A new update, “In the COVID-19 Pandemic Community Health Centers Are the Front Line for High-Risk, Medically Underserved Communities” underscores the central role of community health centers in controlling community spread, while ensuring that patients have access to their regular source of health care throughout the COVID-19 pandemic.

The authors emphasize the essential forms of support needed to keep health centers operating and thriving in service to their communities:

  • A multi-year extension of the Community Health Center Fund in order to enable health centers to maintain care for the uninsured.

  • An additional $1.32 billion in funding, as called for in the Senate’s pending legislation, to expand and strengthen health centers’ ability to respond to their communities during the pandemic.

  • Inclusion of community health centers in states’ Medicaid 1135 public health emergency plans so that health center services can be fully covered and funded under Medicaid’s “Federally Qualified Health Centers” (FQHC) program, whether provided in clinical care or offsite settings. This includes telehealth communications.

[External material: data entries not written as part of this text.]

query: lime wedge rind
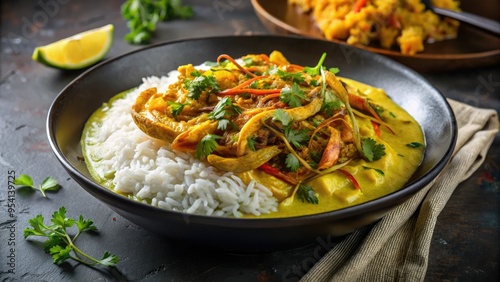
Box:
[32,24,114,70]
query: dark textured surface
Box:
[0,0,500,281]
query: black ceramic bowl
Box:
[47,36,457,251]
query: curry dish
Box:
[288,0,460,55]
[84,51,425,217]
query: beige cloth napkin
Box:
[301,99,499,282]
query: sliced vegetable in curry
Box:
[132,51,425,216]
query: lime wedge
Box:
[32,24,113,70]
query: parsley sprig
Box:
[280,82,307,107]
[196,134,222,159]
[23,207,119,267]
[361,138,385,162]
[14,174,61,197]
[208,97,242,130]
[297,184,319,205]
[167,101,190,118]
[185,74,220,100]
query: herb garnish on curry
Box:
[126,51,425,216]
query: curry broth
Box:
[240,78,425,217]
[82,53,425,218]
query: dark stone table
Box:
[0,0,500,281]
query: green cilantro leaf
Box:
[196,134,222,159]
[321,100,343,116]
[304,53,326,76]
[280,82,307,107]
[285,154,300,172]
[297,184,319,205]
[76,215,97,232]
[14,174,33,187]
[99,251,120,266]
[285,127,309,148]
[276,69,304,83]
[361,138,385,162]
[184,75,220,100]
[14,174,61,197]
[273,109,292,126]
[208,97,242,120]
[49,245,73,264]
[23,207,119,267]
[167,101,190,118]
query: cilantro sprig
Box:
[208,97,242,130]
[14,174,61,197]
[361,138,385,162]
[304,53,340,76]
[167,101,190,118]
[23,206,120,267]
[121,0,193,44]
[280,82,307,107]
[184,75,220,100]
[276,69,305,83]
[196,134,222,159]
[297,184,319,205]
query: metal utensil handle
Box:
[433,7,500,35]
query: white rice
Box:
[87,71,278,217]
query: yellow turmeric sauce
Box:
[82,51,425,218]
[244,78,425,218]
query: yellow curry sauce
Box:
[82,51,425,217]
[244,78,424,217]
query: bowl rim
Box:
[46,35,457,228]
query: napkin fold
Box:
[301,99,499,282]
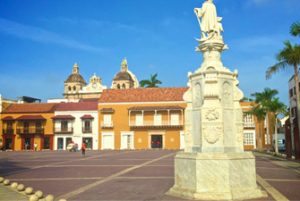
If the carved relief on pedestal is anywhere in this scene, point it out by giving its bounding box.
[193,82,203,107]
[222,82,232,106]
[236,124,244,143]
[203,125,223,144]
[205,109,220,121]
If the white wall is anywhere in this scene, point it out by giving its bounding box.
[54,110,99,150]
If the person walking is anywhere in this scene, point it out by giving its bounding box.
[81,142,86,156]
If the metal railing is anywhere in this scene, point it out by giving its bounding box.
[2,128,14,135]
[53,127,73,134]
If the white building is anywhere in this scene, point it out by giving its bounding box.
[53,102,98,150]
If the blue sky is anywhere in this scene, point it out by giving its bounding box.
[0,0,300,103]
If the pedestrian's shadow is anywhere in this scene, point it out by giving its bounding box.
[0,158,29,177]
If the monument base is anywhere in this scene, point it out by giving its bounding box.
[167,152,267,200]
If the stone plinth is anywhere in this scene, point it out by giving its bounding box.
[167,152,267,200]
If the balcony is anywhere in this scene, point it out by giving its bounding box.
[2,128,14,135]
[82,127,93,133]
[129,121,183,128]
[17,127,45,135]
[53,127,73,134]
[101,122,114,128]
[244,122,255,128]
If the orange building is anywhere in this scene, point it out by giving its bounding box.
[98,88,187,150]
[1,103,56,150]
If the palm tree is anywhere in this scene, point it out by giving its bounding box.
[267,98,287,154]
[140,73,162,88]
[290,22,300,36]
[266,41,300,146]
[251,88,278,144]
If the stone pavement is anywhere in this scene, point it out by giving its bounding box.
[0,184,28,201]
[0,150,300,201]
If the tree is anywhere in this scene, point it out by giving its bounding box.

  • Especially urgent is lifting HHS restrictions on Medicare FQHC telehealth coverage during the emergency in order to ensure that community health centers can fully serve their more than 2.7 million Medicare patients.

The update, available now on the GW Health Policy and Management Matters site, was prepared by researchers at the Geiger Gibson/RCHN Community Health Foundation Research Collaborative at the George Washington University Milken Institute School of Public Health.